中山歯科大学と東門のあいだに巨大なネズミ飼育場があった。コンクリート2階建ての、長さ30間(約50メートル)もある学校のような建物が5棟並んでいた。これがすべてラットの飼育場だった。その棟の中には棚が10段あり、すべての棚に80センチほどの金網の飼育箱がギッシリ積まれていた。飼育中のネズミはちょっとした病気でも報告し、大切にされていた。「50万匹は多すぎる。1桁違うのでは」と思っていた私は、この話を聞き「これは本当かも」と身を乗り出した。

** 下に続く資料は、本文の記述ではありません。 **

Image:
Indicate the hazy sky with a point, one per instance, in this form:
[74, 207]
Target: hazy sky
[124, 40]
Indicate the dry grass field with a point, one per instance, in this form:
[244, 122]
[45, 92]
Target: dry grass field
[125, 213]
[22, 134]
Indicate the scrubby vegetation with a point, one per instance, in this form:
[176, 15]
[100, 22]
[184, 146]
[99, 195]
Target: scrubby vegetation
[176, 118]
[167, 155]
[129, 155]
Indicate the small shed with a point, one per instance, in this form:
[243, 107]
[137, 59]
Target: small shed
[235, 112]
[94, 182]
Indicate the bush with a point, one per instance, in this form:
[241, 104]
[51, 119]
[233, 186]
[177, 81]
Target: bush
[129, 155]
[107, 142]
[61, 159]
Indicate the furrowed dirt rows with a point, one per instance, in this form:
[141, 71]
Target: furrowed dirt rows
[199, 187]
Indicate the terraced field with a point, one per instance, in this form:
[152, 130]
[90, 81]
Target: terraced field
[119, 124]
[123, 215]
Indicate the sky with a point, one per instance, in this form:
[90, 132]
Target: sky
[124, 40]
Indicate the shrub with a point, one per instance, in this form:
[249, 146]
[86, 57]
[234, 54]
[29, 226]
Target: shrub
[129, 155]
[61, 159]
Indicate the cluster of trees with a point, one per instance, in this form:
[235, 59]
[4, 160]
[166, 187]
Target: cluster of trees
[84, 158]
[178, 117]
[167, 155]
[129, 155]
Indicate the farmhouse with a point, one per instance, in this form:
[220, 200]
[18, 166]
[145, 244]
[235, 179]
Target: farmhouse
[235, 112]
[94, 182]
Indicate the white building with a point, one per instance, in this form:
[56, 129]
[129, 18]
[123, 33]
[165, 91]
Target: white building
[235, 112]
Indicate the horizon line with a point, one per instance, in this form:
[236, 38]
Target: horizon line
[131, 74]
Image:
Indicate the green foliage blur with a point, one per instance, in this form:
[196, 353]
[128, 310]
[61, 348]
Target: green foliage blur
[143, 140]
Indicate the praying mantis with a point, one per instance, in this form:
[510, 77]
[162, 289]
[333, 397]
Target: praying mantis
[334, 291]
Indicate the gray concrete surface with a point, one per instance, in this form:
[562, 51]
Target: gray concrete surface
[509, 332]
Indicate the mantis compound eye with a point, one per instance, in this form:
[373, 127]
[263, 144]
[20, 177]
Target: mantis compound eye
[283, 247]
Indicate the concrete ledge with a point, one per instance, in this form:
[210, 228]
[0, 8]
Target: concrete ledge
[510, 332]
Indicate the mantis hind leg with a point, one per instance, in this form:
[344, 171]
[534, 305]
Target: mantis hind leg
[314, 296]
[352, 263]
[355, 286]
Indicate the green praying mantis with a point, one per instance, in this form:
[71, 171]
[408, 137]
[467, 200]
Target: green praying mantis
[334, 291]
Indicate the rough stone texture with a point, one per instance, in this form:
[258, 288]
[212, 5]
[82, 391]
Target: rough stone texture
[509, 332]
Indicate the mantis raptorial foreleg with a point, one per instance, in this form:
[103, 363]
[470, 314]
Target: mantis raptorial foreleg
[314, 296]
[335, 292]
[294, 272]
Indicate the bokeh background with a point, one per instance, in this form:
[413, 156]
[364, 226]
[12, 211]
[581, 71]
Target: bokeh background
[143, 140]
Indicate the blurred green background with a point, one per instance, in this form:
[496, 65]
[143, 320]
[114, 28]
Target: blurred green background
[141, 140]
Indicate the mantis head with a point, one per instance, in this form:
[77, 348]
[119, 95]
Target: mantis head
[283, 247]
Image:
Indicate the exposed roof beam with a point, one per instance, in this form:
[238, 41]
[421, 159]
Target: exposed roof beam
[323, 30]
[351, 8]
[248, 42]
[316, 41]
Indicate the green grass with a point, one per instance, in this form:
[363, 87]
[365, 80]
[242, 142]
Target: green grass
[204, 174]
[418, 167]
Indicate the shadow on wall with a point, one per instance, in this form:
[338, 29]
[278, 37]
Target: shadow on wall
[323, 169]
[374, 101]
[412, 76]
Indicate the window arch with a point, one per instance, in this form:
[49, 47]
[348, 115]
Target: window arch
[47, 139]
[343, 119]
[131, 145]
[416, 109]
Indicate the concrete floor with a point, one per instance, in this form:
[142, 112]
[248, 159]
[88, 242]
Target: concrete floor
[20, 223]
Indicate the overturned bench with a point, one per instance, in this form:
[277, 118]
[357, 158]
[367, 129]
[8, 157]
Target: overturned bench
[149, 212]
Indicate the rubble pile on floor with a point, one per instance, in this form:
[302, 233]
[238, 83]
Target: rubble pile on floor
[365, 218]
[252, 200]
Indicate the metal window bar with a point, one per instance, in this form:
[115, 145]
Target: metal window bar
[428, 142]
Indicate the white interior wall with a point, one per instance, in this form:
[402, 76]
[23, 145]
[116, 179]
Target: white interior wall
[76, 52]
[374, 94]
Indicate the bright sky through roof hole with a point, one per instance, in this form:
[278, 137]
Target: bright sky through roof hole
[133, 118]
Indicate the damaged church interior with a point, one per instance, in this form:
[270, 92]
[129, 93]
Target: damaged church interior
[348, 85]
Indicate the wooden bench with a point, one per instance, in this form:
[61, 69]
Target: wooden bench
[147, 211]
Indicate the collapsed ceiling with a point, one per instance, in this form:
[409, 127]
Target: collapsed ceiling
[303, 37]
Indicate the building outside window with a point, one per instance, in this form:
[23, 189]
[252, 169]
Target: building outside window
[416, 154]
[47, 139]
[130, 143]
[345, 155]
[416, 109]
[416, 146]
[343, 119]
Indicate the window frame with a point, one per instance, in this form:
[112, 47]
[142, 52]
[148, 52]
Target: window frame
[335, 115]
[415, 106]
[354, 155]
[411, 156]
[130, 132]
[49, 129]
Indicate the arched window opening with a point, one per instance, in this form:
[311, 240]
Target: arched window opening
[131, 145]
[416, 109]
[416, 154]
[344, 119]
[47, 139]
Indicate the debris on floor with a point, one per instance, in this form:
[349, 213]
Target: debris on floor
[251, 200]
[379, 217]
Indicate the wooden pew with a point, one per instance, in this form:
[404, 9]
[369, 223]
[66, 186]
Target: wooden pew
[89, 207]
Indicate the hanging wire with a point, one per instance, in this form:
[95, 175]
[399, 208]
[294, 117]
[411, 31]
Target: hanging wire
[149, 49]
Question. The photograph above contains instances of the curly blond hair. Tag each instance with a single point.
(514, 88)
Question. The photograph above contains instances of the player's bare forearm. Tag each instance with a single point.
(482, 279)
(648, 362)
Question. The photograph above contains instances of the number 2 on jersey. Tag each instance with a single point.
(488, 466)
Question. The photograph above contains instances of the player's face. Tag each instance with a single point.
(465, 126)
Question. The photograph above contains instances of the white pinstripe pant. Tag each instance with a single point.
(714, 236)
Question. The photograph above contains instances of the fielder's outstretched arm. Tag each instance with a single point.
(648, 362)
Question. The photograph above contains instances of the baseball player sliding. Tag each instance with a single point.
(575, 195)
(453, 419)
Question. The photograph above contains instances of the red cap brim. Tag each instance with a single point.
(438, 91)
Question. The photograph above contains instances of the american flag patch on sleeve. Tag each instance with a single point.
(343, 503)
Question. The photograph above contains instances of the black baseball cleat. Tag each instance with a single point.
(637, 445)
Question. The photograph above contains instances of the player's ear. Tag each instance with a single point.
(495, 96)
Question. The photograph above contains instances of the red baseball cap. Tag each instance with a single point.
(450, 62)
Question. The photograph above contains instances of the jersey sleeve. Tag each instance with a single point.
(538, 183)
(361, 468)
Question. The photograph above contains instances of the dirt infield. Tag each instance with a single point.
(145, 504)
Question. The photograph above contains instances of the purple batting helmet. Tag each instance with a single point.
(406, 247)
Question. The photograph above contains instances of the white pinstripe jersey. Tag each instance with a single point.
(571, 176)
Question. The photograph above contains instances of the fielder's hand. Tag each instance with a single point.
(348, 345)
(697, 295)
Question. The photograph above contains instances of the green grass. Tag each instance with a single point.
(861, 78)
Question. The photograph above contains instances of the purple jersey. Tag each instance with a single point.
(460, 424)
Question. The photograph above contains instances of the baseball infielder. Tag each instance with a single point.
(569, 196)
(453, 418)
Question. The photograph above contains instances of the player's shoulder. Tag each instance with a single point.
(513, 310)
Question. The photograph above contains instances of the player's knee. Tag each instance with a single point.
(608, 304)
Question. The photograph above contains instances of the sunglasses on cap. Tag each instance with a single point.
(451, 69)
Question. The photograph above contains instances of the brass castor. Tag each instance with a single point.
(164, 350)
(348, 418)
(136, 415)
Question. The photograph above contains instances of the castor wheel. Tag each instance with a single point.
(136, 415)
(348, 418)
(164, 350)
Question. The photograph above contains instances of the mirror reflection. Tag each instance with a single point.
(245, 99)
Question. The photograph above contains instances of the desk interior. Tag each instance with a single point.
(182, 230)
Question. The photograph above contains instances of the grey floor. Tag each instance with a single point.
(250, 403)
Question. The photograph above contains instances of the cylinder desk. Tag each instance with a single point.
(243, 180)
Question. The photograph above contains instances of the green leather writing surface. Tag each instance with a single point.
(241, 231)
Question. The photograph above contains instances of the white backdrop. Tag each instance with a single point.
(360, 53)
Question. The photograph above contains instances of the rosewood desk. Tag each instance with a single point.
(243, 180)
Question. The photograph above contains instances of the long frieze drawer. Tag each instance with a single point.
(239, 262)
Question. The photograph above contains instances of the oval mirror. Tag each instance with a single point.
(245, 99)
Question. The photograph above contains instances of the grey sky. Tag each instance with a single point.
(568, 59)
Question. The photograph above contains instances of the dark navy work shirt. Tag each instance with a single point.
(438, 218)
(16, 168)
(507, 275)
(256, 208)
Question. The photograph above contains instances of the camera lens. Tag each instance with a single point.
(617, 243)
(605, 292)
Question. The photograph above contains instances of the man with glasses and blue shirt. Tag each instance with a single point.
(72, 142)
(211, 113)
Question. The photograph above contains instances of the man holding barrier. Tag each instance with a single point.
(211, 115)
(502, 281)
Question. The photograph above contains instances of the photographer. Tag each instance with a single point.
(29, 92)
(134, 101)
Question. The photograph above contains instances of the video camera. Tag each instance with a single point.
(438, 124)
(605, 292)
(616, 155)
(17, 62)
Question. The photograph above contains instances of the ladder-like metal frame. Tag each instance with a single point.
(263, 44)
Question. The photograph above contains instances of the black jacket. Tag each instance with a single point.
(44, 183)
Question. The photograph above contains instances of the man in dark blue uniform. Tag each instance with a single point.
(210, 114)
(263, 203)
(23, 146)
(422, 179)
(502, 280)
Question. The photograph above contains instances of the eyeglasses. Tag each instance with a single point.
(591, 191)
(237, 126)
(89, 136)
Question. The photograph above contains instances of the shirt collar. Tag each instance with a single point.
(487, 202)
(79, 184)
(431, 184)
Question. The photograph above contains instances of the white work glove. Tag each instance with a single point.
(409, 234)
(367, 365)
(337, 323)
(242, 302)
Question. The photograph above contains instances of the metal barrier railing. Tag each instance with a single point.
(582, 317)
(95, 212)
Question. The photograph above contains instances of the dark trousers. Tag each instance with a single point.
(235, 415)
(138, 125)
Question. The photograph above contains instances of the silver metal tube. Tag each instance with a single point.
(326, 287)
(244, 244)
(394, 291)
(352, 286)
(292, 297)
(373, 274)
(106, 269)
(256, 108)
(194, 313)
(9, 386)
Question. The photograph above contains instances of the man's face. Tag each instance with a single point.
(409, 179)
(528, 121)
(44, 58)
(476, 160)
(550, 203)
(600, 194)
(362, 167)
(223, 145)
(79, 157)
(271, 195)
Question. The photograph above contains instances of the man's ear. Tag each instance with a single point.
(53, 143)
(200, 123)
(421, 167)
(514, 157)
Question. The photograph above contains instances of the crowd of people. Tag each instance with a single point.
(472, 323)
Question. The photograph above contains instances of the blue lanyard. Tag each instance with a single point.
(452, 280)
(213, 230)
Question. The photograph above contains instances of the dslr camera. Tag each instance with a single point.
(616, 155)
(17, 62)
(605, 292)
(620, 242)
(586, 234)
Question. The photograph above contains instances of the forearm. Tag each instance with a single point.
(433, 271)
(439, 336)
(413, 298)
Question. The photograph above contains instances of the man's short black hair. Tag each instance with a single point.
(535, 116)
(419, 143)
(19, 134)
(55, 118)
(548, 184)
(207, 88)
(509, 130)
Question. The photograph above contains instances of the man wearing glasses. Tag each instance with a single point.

ネズミはすべてラットで白ネズミだった。1943年井上さんが部隊に配属されたころ、ネズミは内地から送られてきた。港の近くの荷物省へ大量のラットが輸送された。それ以前からも送られていたという話だったが、1944年に制空権、制海権を失うと来なくなった。「それがなければずっと来ていただろう」と井上さんは語る。そのネズミもおそらく埼玉のネズミだろう。だがこの部隊については、埼玉のネズミがなくても、すでに自給による生産体制が確立していたようだ。
ネズミ飼育場の一角にペストノミの培養室があった。レンガ造りの培養室は、奇妙な建物だ。入るとまわりはすべて棚で、そこに100個以上の石油缶が並んでいる。そのなかでペストノミが生産された。床には一面に水が引かれ、中央のストーブで50センチ先も見えないほど、湯気が上がっている。危険な作業にもかかわらず、井上さんは雨合羽に長靴、軍手2枚をしただけで作業をした。
石油缶の中におが屑を敷く。そこに小さな篭に入れられた、身動きのできないラットを入れる。そしてラットの上にスポイトからノミを振りかける。ノミがネズミにたかるように、ネズミには乾燥血液を振りかけておく。ラットは1週間ほどでミイラ状になり、次のと取り替えた。石油缶の横には12個の大きなビンがあった。これは石油缶を洗うとき、一時的にノミを保存する容器である。ノミに刺されたら最後なので、石油缶はホルマリンをかけてから、慎重に洗った。湿気の中でノミはどんどん繁殖し、最終的には月10キログラムの生産量に達した。ここでは、ネズミにペスト菌を注射する「毒化作業」はとくになく、ペストは飼育過程で自然に伝染していくものとされている。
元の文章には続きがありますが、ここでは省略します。